Paradoxalement, ces propos semblent avoir été écrits dans une prétention de lucidité et de bienveillance envers les autochtones.
Mais cette façon de les regarder de haut, de leur enlever tout visage humain en les homogénéisant comme des ivrognes qui mangent des burgers, de situer la source du problème dans leur culture plutôt que dans leur contexte sociopolitique, constitue précisément de ce qui brime les communautés autochtones : la condescendance et l’aveuglement coloniaux. Qui n’ont absolument rien à voir avec leur culture ni leurs traditions.

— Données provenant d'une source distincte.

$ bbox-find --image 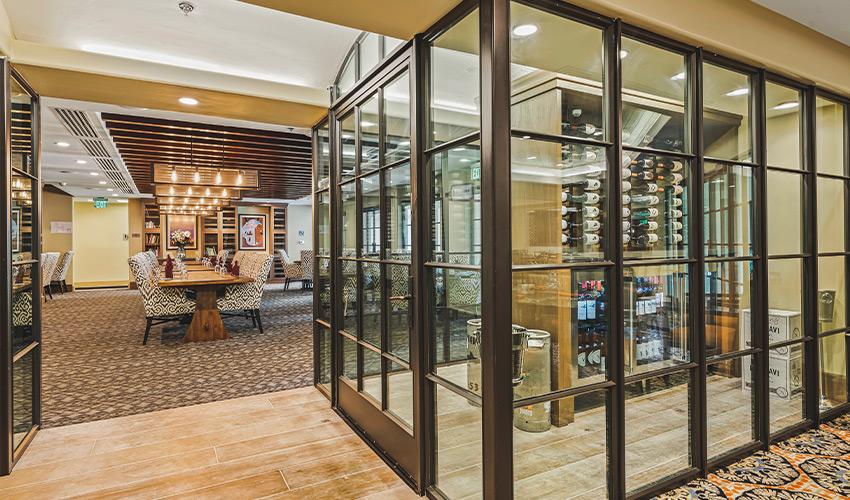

Pourtant, l’idée d’une culture mortifère semble bien ancrée dans l’esprit de plusieurs. « C’est au nom de valeurs traditionnelles empreintes de nostalgie que la majorité des autochtones refusent de quitter leurs réserves… », lisait-on aussi cette semaine. La solution qui découle d’un tel raisonnement serait donc de les sortir des réserves pour les sauver de leur culture désuète et leur donner accès à la modernité occidentale.
Or cette idéologie était précisément celle des pensionnats : offrir un avenir meilleur aux autochtones en les extirpant d’une culture inférieure et en les éduquant selon les normes d’une culture supérieure (hiérarchie autoproclamée), dans une intention rationnellement altruiste. Avec les résultats que l’on connaît.
Selon un autre stéréotype largement véhiculé, le taux de suicide élevé chez les autochtones serait, lui aussi, le fait de leur culture (décidément fort vilaine). Néanmoins, dans l’une des études les plus importantes réalisées au Canada sur le sujet (Chandler & Lalonde, 1998), on démontre que le taux de suicide est significativement moindre dans les communautés qui préservent leur culture.
La corrélation est mesurée à partir de différents paramètres de continuité culturelle, notamment une forme d’autonomie gouvernementale, des droits territoriaux, un contrôle sur leur système d’éducation et des mesures explicites pour la conservation des traditions.
Donc la culture, ainsi que des mesures sociopolitiques inverses au processus colonial, constituent des facteurs de protection en regard du désespoir des autochtones.
Pour terminer, adonnons-nous à un bref exercice de miroir. J’ajoute ici d’autres commentaires méprisants : « Peuple apathique et rétrograde… s’accrochant aux anciennes coutumes… avec la ténacité irrationnelle d’un peuple mal éduqué et stationnaire… on ne peut guère concevoir nationalité plus dépourvue de tout ce qui peut vivifier et élever un peuple… ». Fortement similaire aux citations précédentes, celle-ci ne concerne pourtant pas les autochtones. Elle est tirée du rapport Durham (1839) et porte sur les Canadiens français que l’on souhaitait, à l’époque, soumettre bienveillamment à la culture britannique anglophone « pour les tirer de cette infériorité ».
Il est utile de constater combien notre perception subjective change selon l’orientation du miroir. Tristement, ceux qui ont récemment écrit sur la « culture autochtone mortifère » semblent incapables de puiser dans leur propre histoire d’oppression culturelle pour entrer en résonnance empathique avec les peuples autochtones. Et je doute que certains réalisent leur communauté de pensée avec Lord Durham.